I) Seguindo a jurisprudência do Tribunal Europeu dos Direitos do Homem nos termos expostos supra, considerando a generalidade das matérias e abrangendo a 1ª e 2ª instância, tem-se como padrão referencial de razoabilidade de duração média global do processo, o período de 4 a 6 anos, o qual foi seguido pelo tribunal a quo. II) No dever de indemnizar por danos não patrimoniais, importa atender ao regime legal do art. 496.º do C. Civil que, pela sua gravidade, mereçam a tutela do direito [n.º 1], sendo o montante fixado equitativamente pelo tribunal, tendo em atenção, em qualquer caso, as circunstâncias referidas no art. 494.º, isto é, tomando em consideração o grau de culpabilidade do agente, a situação económica deste e do lesado e as demais circunstâncias do caso [n.º 3], tudo com o objectivo de, após a adequada ponderação, poder concluir a respeito do valor pecuniário que considere justo para, no caso concreto, compensar o lesado pelos danos não patrimoniais que sofridos com a lesão do seu direito a uma decisão judicial em prazo razoável.

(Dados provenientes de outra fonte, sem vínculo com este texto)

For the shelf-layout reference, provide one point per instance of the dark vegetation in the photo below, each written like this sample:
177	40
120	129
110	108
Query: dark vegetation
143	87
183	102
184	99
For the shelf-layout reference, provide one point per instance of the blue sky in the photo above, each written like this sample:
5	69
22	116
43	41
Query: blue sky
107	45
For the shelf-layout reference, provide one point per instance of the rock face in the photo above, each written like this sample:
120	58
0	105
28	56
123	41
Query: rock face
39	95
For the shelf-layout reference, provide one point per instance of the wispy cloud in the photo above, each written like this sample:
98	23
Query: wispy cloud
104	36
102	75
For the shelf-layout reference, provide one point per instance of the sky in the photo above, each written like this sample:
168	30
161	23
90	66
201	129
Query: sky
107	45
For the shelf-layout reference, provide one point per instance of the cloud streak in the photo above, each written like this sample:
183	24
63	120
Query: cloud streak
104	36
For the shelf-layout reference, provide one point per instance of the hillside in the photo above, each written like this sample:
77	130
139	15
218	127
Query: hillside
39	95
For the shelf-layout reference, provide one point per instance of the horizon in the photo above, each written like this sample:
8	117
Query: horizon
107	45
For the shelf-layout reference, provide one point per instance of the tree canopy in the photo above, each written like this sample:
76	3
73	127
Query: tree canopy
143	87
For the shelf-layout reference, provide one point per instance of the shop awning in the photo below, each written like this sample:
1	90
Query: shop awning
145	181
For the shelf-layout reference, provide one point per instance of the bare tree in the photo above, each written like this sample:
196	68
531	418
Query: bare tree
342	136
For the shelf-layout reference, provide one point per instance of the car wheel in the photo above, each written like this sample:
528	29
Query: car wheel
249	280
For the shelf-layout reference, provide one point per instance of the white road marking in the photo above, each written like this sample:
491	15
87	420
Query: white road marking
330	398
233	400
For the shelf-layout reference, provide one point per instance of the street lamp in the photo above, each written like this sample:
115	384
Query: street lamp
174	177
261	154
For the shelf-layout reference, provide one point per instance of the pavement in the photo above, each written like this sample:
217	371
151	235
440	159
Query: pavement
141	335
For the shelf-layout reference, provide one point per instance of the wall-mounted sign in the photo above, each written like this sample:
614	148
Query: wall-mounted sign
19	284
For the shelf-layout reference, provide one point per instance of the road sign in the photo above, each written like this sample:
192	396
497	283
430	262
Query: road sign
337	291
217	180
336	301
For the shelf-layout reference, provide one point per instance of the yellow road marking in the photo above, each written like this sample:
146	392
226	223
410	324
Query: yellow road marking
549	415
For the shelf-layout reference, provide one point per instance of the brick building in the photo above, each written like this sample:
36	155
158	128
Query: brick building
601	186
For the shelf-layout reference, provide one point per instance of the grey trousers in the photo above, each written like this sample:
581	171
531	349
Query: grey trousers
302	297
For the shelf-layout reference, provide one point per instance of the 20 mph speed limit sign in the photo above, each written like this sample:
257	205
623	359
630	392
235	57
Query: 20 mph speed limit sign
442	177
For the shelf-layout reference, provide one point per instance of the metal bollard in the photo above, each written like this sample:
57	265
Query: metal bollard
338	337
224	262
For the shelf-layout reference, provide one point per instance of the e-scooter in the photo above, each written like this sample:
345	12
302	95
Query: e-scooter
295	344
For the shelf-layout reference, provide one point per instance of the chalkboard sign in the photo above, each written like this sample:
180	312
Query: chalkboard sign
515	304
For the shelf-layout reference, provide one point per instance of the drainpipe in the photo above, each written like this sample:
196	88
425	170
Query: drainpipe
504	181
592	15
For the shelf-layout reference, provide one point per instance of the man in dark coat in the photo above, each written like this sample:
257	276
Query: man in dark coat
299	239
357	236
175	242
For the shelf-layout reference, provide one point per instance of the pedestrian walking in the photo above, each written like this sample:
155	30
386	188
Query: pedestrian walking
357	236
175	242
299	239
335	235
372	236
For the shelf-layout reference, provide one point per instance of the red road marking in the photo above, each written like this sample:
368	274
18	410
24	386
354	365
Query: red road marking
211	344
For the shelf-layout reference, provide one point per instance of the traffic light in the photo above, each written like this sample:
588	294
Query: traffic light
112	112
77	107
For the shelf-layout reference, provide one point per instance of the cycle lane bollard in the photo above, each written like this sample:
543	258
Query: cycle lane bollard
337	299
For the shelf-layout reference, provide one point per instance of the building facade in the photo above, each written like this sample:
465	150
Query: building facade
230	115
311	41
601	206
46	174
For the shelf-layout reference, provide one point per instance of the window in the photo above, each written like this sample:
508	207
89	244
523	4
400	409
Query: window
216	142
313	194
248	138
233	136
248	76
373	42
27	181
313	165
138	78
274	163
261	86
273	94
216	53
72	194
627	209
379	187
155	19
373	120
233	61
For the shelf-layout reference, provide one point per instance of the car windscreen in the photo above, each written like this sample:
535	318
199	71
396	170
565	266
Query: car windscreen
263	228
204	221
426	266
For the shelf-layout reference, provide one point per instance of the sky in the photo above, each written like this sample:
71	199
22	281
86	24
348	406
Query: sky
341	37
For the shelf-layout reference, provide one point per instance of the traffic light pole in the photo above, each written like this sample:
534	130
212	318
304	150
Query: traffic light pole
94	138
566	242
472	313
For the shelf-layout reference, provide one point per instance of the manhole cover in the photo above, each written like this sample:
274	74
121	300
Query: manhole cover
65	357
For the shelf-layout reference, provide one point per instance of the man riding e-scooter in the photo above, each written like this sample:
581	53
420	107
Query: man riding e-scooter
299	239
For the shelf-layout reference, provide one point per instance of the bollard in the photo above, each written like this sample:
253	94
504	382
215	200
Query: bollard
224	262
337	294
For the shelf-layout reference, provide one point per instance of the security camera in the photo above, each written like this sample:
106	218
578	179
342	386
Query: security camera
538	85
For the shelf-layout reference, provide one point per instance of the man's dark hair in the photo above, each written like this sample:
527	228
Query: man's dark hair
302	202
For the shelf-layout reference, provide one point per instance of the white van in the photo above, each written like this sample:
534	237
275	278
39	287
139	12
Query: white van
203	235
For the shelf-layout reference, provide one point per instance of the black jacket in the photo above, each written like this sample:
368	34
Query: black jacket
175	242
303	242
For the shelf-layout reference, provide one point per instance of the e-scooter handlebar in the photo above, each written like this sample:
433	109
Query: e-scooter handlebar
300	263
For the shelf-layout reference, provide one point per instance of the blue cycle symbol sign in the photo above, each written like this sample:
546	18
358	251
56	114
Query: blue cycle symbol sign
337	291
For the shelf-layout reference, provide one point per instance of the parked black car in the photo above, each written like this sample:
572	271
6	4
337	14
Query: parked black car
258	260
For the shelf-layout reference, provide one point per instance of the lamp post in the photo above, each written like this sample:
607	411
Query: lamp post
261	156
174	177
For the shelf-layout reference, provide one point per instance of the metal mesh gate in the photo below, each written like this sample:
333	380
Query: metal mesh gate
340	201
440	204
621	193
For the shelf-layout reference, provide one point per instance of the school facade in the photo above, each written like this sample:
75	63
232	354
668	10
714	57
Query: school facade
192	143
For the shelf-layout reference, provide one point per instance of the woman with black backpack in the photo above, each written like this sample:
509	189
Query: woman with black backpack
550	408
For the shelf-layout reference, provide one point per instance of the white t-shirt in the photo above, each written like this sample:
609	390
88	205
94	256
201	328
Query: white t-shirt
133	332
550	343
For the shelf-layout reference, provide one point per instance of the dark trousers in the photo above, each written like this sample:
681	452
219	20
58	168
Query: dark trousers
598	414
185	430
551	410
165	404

III) Segundo a jurisprudência firme e consolidada do STA os danos não patrimoniais que segundo o conhecimento comum sempre atingem os demandantes, isto é, ocorrem em praticamente todos os casos de atraso significativo na actuação da justiça, merecem, em princípio, a tutela do direito, não sendo de minimizar na respectiva relevância, sem prejuízo de prova em contrário, ou de diferente causalidade, em cada caso, na certeza de que se a parte que invoca a lesão alegar e procurar provar mais danos do que os comuns, mas não conseguir provar que os sofreu, nem por isso fica prejudicada no direito à indemnização que resulta da presunção natural de um dano moral relevante, salvo quando se provar que em concreto, mesmo este, não ocorreu.